Children: Head & Neck Rates Up

Head And Neck Cancer Rates Increasing Among US Children

NEW YORK (Reuters Health) Jun 19

Childhood cancer has been on the rise over the past couple of decades in the US and elsewhere, but cancers of the head and neck appear to be outpacing other cancers among American children, according to a new report.

The reasons are unclear and may include factors ranging from better reporting of cases to environmental and prenatal causes, researchers say.

In the current study, researchers analyzed data from the 3050 pediatric head and neck cancers that were reported to the US national cancer registry between 1973 and 1996.

They found that the incidence of these cancers among children younger than 15 years old rose 35% from 1973 to 1975 and from 1994 to 1996, an annual increase from 1.1 cases per 100,000 children to 1.49 cases per 100,000.

This increase compares with a 25% rise in cancer overall for this age group, according to findings published the June issue of the Archives of Otolaryngology Head & Neck Surgery. Dr. James T. Albright, from the Children's Hospital and Health Center in San Diego, California, led the study.

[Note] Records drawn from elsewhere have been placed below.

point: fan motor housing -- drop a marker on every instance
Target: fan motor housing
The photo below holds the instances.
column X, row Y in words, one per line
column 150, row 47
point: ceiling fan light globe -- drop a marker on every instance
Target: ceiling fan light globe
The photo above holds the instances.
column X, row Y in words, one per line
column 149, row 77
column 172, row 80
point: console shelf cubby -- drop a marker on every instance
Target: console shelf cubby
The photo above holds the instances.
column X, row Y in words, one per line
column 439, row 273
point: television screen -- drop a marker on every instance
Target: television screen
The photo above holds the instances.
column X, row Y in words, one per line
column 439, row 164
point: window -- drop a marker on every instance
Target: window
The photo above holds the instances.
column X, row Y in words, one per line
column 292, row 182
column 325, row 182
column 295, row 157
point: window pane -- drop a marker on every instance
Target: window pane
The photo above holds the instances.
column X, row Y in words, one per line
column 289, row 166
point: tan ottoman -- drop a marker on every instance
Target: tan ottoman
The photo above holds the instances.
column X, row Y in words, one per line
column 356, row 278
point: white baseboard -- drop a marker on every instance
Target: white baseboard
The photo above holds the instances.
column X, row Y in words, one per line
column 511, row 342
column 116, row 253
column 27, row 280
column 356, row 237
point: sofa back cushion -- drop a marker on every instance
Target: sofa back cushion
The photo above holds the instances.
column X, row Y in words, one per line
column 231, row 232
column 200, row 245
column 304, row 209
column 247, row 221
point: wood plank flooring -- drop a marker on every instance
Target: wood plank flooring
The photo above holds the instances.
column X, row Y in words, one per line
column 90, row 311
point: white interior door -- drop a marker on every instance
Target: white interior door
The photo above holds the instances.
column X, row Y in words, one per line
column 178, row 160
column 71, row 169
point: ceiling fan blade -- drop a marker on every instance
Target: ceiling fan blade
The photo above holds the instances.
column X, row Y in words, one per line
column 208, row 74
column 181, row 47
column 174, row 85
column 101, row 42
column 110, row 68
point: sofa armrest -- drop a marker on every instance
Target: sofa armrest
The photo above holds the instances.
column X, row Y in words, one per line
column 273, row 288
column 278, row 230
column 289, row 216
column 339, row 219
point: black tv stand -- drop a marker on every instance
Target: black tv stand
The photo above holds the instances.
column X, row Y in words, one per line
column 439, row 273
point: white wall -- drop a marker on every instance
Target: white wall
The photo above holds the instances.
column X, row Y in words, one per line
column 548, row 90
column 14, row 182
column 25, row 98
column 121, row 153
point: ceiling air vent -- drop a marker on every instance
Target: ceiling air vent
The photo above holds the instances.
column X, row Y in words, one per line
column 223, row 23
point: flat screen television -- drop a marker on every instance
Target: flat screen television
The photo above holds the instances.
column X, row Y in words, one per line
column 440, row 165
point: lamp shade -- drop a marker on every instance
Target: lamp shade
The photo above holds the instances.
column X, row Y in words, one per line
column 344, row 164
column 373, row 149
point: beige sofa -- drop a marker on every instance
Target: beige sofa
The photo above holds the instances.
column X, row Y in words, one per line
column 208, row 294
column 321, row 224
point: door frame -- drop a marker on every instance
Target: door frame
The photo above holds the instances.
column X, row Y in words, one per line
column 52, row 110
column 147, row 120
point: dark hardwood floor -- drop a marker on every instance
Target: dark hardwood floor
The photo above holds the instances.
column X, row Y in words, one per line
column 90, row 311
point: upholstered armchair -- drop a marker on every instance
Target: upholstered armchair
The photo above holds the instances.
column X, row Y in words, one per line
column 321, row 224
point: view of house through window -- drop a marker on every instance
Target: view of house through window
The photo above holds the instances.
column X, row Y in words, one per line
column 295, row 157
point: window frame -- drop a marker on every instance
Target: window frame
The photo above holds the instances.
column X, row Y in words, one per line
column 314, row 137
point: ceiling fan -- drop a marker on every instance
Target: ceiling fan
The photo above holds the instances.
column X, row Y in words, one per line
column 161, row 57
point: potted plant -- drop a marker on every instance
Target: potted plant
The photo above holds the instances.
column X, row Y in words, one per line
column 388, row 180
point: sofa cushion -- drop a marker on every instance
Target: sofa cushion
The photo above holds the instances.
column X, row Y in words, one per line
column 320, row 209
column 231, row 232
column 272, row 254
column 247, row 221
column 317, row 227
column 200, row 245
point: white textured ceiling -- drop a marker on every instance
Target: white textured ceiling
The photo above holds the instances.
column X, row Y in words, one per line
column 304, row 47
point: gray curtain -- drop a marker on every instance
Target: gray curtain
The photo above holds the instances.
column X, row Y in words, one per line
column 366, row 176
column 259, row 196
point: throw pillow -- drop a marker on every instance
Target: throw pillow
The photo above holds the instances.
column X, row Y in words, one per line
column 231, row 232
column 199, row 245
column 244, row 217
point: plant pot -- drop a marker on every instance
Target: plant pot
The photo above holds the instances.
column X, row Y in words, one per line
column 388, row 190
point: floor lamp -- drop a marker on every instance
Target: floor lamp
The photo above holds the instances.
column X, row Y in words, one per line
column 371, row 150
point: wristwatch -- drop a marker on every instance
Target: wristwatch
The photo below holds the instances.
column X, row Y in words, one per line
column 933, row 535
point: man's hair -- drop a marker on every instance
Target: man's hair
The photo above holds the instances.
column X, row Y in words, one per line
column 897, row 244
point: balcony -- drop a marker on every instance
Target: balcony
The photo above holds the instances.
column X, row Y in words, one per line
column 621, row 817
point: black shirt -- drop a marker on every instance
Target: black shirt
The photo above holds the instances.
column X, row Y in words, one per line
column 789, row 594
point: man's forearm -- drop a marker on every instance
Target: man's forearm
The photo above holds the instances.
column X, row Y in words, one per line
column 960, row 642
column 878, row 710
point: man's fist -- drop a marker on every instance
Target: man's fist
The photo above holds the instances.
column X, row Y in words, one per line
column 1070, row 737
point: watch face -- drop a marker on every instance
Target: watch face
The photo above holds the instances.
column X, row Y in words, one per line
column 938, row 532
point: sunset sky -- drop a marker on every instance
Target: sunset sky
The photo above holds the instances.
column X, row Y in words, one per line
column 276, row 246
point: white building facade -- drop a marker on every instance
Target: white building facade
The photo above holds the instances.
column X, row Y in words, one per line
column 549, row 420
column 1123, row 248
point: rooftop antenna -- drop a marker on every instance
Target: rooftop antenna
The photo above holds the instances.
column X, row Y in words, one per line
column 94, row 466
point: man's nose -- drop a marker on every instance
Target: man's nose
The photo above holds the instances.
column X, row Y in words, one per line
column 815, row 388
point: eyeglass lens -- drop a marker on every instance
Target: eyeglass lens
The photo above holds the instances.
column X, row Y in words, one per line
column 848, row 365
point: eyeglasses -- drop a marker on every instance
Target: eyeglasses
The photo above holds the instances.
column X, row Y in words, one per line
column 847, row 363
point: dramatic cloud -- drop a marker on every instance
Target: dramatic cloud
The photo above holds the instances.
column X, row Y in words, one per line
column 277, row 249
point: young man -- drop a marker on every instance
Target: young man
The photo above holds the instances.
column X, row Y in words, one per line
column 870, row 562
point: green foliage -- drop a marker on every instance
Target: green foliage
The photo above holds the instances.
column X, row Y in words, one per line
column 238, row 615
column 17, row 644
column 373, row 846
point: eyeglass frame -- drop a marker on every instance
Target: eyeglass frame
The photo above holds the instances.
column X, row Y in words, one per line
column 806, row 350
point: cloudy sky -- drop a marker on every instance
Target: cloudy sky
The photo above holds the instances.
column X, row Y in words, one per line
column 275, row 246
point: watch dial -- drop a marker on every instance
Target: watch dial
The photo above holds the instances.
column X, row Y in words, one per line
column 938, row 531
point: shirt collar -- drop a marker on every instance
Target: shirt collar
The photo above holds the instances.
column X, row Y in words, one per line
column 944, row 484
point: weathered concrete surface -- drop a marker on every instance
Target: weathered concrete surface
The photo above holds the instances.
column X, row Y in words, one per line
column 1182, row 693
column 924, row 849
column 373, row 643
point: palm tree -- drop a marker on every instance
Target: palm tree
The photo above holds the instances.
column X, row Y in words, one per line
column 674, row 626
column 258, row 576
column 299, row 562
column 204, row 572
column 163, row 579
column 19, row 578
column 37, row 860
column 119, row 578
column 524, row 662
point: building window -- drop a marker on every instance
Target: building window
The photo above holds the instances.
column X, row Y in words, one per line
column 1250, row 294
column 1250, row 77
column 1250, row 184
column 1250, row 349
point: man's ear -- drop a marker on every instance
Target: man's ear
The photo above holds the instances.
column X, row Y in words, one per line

Lymphoma was the most common type of head and neck cancer, affecting 27% of the children in the national database. The next most common cancers included neural tumors, thyroid malignancies and soft tissue sarcomas.

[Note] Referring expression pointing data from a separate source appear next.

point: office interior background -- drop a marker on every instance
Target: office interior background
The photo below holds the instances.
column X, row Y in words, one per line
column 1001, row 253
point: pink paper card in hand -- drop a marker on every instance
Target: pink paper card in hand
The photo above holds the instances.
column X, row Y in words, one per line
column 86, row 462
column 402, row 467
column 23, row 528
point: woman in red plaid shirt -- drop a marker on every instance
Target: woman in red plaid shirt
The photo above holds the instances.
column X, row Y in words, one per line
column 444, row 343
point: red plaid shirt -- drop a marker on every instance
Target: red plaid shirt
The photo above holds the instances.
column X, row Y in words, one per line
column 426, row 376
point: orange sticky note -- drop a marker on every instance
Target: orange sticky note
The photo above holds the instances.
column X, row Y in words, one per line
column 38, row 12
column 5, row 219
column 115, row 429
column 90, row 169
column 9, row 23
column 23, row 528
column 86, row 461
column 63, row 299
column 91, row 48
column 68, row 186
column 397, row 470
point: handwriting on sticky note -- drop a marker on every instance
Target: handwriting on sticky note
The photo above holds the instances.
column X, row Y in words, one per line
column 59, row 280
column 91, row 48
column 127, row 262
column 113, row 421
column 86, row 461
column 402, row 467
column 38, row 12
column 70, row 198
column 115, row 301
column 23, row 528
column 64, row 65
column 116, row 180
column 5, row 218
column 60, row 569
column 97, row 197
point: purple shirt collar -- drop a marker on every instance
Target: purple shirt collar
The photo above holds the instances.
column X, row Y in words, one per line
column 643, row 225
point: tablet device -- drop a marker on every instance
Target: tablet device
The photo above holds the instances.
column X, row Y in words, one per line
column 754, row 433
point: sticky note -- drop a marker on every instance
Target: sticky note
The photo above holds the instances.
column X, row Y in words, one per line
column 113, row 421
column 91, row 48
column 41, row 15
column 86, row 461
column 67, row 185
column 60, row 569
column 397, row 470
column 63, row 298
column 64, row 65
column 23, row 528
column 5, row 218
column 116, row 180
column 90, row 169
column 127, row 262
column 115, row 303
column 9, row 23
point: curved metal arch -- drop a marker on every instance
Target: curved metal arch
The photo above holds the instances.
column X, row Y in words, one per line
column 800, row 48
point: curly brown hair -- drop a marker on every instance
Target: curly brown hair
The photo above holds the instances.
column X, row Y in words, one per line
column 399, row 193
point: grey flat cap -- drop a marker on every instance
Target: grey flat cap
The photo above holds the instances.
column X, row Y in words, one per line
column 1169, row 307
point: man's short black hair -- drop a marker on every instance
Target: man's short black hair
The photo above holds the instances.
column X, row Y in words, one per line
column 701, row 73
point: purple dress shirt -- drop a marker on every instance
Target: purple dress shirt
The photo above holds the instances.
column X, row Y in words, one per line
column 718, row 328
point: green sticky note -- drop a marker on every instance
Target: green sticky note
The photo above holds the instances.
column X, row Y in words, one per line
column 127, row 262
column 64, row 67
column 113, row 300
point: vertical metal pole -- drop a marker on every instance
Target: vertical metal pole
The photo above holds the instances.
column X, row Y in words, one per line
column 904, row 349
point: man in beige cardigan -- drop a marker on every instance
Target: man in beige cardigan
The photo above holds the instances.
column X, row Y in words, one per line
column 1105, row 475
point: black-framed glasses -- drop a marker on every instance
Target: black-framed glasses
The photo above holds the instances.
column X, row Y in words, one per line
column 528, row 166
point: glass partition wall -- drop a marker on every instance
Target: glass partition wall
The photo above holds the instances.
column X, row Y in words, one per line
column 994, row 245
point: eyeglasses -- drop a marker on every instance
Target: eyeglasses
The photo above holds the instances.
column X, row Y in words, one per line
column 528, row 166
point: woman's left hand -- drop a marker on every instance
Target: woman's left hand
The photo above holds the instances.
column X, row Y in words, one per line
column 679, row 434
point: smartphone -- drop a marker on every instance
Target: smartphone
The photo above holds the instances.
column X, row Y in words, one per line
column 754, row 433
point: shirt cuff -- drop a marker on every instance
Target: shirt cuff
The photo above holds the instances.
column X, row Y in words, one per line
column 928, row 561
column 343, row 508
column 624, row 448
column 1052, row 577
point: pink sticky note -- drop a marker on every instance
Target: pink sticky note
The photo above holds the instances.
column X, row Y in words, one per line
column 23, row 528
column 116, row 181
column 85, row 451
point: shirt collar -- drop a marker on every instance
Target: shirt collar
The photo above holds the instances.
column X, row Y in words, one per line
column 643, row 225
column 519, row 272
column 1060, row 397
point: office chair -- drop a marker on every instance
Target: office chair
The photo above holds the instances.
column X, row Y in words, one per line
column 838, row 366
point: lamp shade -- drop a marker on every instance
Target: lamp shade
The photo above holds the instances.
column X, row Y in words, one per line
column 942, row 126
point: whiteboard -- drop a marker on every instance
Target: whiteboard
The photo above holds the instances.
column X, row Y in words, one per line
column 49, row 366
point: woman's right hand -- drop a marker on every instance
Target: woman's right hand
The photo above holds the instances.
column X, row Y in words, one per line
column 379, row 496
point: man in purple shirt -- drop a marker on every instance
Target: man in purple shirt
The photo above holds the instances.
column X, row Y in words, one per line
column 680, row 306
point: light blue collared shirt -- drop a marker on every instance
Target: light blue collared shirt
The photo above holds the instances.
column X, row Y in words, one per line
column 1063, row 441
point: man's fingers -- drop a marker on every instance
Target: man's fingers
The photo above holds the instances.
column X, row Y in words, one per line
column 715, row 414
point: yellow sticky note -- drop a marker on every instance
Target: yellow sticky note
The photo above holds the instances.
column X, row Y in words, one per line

When Dr. Albright's team looked specifically at retinoblastoma rates, they found no increase in the disease over time. The finding that rates of this cancer have remained stable while other head and neck cancer rates have increased suggests that non-genetic factors may be behind the rise in pediatric head and neck cancers.

Well-established environmental factors implicated in pediatric head and neck cancers include exposure to ionizing radiation, excessive sunlight, and certain chemotherapy drugs, the investigators state.

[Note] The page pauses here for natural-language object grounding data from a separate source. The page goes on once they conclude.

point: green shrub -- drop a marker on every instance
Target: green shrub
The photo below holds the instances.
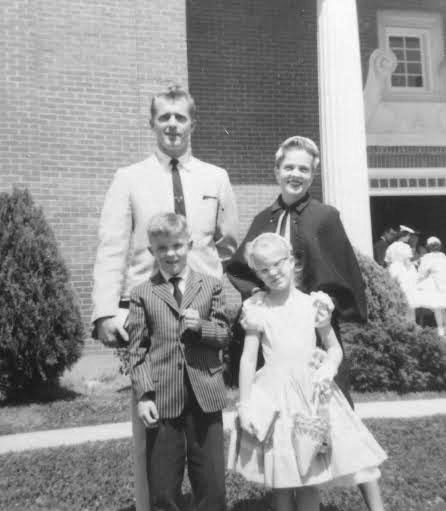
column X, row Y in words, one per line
column 390, row 353
column 395, row 356
column 385, row 298
column 41, row 330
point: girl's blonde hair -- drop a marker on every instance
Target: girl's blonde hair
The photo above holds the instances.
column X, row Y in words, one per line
column 265, row 240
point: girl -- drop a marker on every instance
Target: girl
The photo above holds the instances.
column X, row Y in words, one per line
column 282, row 321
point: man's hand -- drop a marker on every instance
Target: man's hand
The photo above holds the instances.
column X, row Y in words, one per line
column 110, row 331
column 147, row 412
column 192, row 320
column 318, row 358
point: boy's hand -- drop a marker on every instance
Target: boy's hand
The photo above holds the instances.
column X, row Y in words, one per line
column 147, row 412
column 111, row 332
column 192, row 320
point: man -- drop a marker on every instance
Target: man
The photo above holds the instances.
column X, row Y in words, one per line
column 172, row 180
column 325, row 258
column 380, row 246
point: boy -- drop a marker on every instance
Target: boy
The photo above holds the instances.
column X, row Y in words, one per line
column 177, row 327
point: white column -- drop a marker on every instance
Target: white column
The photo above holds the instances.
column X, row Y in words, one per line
column 341, row 119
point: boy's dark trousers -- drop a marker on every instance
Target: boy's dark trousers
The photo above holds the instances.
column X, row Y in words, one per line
column 197, row 437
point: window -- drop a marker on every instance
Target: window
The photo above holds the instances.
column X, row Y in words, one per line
column 409, row 53
column 416, row 40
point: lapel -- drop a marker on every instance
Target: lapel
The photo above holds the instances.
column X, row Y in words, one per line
column 193, row 286
column 162, row 289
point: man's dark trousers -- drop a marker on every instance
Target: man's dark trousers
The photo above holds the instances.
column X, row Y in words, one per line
column 197, row 437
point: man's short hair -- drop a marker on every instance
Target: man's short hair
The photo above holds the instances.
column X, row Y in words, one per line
column 167, row 224
column 297, row 142
column 174, row 93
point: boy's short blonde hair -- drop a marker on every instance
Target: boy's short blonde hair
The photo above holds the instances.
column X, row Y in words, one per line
column 263, row 241
column 167, row 224
column 297, row 142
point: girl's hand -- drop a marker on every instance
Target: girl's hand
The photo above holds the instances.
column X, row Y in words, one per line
column 318, row 358
column 244, row 420
column 324, row 376
column 323, row 308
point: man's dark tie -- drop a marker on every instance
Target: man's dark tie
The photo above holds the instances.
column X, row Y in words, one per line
column 282, row 230
column 178, row 196
column 177, row 294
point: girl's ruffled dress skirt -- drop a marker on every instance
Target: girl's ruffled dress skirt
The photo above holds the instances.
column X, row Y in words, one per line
column 353, row 455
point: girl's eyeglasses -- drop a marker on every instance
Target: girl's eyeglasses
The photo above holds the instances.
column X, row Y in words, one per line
column 264, row 272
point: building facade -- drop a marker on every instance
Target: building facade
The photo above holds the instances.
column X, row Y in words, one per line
column 365, row 79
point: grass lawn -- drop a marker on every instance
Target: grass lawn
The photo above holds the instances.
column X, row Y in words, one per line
column 97, row 476
column 94, row 392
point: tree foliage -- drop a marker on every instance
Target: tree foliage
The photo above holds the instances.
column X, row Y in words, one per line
column 41, row 330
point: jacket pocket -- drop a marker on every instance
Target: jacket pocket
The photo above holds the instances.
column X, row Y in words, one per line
column 215, row 369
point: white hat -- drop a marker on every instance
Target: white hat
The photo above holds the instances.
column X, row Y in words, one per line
column 406, row 229
column 433, row 240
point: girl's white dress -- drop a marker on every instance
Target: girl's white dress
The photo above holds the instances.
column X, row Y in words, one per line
column 288, row 342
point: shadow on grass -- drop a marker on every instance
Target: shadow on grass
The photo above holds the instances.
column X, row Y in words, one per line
column 46, row 392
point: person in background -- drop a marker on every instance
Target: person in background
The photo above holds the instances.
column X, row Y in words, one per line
column 402, row 236
column 401, row 267
column 171, row 179
column 432, row 282
column 380, row 246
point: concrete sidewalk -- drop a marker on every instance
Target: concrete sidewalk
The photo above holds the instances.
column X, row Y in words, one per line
column 74, row 436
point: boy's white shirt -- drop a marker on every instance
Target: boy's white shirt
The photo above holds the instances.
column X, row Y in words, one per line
column 122, row 315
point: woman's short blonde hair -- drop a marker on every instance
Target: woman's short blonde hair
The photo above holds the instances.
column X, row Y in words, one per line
column 297, row 142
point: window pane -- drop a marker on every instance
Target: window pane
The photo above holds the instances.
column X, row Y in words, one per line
column 414, row 81
column 396, row 42
column 413, row 55
column 399, row 54
column 414, row 68
column 398, row 81
column 412, row 42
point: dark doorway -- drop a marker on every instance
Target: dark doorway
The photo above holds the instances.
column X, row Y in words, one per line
column 426, row 214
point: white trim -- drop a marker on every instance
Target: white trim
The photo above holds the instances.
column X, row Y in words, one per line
column 409, row 172
column 409, row 139
column 419, row 188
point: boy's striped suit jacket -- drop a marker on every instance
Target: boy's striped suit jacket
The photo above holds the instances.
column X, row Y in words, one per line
column 161, row 349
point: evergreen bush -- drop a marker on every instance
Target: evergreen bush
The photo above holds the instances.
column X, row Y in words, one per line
column 41, row 331
column 391, row 353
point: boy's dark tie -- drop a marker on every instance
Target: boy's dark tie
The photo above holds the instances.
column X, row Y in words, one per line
column 178, row 196
column 177, row 294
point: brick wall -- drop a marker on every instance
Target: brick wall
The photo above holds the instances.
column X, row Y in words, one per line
column 78, row 77
column 253, row 71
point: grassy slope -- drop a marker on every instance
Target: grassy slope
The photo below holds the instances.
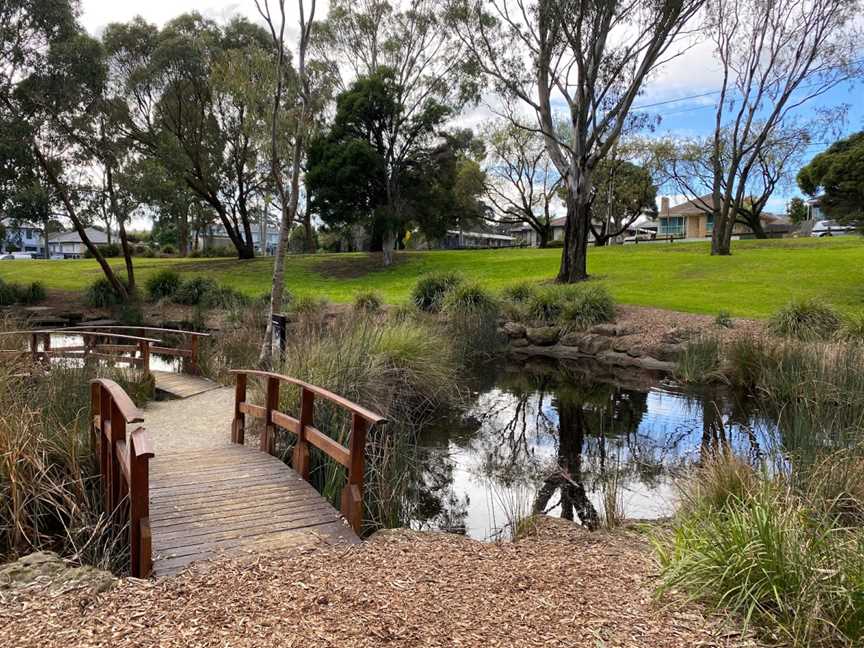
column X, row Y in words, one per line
column 758, row 278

They note that environmental pollution, infection and parental exposure to toxins are suspected, but unproven, contributors. Premature birth and low birth weight have also been associated with a higher-than-average risk of childhood cancer, the report indicates.

The researchers point out, though, that better reporting of childhood head and neck cancers over time might also have contributed to the increase observed.

"Research on a variety of potential carcinogens is ongoing," Dr. Albright's team writes. "Continued surveillance is necessary."

Arch Otolaryngol Head Neck Surg 2002;128:655-659.